Fresh plant parts (100 g each) collected as above were hydrodistilled using a Clevenger-type system for 5 h. GC analyses of the oils were performed using Varian GC, model CX-3400 with AIMIL chromatography data station. Supelcowax-10 capillary column (Supelco, USA) of dimension 30 m x 0.30 mm, film thickness 0.25 [mu]m was used in this study. Oven temperature was programmed from 50[degrees]-220[degrees]C at 6[degrees]C/min with initial and final hold of 2 min and 5 min, respectively. Injector and detector temperatures were maintained at 220[degrees]C and 240[degrees]C, respectively. Hydrogen was used as carrier gas (1 mL/m) with a split ratio of 1:50.

GC/MS analysis was carried out in EI mode using a Perkin Elmer Turbomass instrument fitted with PE-Wax capillary column of dimension 60 m x 0.32 mm, film thickness 0.32 [mu]m. Oven temperature was programmed from 70[degrees]-240[degrees]C at 3[degrees]C/min with an initial hold of 5 min. Helium was used as a carrier gas with split ratio 1:26. Mass spectral data were analyzed by NIST library search and comparison with standard published data. Constituents identified in the oil of R. chalepensis from different growth stages, plant parts and temperature conditions are given in Table I.

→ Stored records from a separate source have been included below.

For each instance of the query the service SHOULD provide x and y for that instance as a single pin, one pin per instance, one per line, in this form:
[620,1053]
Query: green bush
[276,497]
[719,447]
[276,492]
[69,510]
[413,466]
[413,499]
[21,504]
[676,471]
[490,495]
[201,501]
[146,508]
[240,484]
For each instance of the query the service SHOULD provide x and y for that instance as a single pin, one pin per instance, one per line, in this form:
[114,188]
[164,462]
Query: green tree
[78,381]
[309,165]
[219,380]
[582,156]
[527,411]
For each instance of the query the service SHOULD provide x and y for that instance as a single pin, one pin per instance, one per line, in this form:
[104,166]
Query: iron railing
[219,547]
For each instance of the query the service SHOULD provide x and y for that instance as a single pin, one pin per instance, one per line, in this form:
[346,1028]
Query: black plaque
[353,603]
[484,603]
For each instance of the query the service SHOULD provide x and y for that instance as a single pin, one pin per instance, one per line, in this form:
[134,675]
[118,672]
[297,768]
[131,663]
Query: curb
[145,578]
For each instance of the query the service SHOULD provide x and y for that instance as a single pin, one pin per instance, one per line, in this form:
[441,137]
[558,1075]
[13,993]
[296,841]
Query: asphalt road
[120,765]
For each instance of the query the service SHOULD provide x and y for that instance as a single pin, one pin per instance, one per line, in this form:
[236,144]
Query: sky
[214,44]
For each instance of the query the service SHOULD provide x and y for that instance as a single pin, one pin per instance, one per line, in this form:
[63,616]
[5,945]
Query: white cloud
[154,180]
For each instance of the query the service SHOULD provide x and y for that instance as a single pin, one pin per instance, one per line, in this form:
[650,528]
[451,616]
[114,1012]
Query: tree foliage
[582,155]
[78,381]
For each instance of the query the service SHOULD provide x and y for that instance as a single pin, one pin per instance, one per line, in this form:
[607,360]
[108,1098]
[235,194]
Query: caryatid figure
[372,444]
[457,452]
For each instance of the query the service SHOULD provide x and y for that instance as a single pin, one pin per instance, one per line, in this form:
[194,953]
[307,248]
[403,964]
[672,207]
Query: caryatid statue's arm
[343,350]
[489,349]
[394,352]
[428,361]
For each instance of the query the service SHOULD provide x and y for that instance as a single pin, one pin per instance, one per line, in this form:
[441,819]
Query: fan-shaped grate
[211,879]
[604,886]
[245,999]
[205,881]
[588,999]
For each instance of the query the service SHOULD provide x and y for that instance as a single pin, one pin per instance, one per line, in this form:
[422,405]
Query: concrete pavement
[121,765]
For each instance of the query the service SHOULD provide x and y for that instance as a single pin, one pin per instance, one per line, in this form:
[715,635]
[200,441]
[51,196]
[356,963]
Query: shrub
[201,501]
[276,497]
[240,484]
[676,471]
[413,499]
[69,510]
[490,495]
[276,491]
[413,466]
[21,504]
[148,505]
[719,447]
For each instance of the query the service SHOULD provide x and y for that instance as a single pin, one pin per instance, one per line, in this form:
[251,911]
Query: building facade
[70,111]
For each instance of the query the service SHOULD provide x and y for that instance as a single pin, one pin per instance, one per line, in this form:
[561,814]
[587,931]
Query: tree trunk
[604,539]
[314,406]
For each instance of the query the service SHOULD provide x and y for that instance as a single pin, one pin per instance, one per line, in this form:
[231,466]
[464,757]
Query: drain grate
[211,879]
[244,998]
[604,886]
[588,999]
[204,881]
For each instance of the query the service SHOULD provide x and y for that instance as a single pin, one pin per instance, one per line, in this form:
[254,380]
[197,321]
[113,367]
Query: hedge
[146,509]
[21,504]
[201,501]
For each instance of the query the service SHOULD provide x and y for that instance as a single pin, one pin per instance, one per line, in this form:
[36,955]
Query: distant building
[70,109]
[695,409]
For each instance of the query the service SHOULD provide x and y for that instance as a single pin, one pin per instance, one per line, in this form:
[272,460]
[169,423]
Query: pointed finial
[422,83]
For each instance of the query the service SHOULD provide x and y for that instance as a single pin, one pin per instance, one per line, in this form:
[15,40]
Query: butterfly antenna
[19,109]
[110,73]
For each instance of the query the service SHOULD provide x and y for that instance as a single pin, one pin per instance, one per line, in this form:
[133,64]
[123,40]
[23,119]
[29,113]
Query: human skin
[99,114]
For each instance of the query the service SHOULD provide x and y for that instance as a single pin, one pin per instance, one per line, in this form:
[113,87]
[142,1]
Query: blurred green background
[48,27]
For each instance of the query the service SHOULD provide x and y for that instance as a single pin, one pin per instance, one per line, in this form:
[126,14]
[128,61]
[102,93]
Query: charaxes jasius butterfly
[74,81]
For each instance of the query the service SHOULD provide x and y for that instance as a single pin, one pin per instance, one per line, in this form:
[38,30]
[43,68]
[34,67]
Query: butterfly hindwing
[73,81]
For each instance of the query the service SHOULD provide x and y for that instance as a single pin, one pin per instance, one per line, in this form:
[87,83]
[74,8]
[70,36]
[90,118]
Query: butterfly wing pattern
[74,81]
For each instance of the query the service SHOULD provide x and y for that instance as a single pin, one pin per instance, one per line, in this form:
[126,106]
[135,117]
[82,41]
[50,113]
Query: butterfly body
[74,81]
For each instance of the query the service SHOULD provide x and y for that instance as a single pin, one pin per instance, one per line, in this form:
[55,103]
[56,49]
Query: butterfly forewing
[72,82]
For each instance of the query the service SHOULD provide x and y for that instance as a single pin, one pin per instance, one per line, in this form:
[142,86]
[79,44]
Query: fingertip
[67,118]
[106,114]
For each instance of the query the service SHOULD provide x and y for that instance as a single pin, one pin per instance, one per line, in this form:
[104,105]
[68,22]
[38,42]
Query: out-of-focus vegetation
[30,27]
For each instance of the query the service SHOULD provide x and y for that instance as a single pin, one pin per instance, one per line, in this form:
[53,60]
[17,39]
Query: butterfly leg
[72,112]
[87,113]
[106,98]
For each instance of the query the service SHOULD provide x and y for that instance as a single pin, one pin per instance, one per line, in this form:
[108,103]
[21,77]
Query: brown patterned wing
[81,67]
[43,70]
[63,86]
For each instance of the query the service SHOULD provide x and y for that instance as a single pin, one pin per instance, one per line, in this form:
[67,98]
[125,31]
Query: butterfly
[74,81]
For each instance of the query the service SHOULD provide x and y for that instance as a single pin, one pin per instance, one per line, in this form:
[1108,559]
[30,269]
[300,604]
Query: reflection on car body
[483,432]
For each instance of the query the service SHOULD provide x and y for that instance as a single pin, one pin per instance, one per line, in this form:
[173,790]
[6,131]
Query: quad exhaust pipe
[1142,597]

Analysis of the oils from R. chalepensis showed that the major constituents of oils were 2-undecanone, 2-nonanone, 2-nonyl-acetate and 2-dodecanone. 2-Undecanone was found to reach a maximum in the flower oil followed by fruit and leaf oils. The quantity of 2-undecanone was highest in the leaves when the plants were young and in the vegetative stage, and it gradually decreased when the plants started flowering and fruiting. 2-Nonanone, on the other hand, was at its maximum in the leaf oil followed by flower and fruit oils. The quantity of 2- nonanone in the leaves gradually increased from the vegetative stage to the flowering stage and was highest during fruiting stage. The concentration of 2-nonyl acetate was observed to be highest in the leaves during the vegetative stage, while 2-dodecanone was at its maximum in the fruits. Linalool, an important aromatic compound, has been found to be highest in flowers. [gamma]-Terpinene and 6-methyl-5-hepten-2-one were observed only in vegetative stage of the plants. During the flowering and fruiting stages they could not be detected. Pregeijerene was observed during flowering only, while geijerene was observed both during flowering and fruiting; however, this compound was found in leaves. On the other hand, camphor has been identified from Lucknow-grown R. chalepensis plants, but not from R. chalepensis grown elsewhere. In comparison with the R. graveolens oils, it has been observed that although linalool, thymol and carvacrol were constituents of R. chalepensis they have so far not been detected in the former species (7).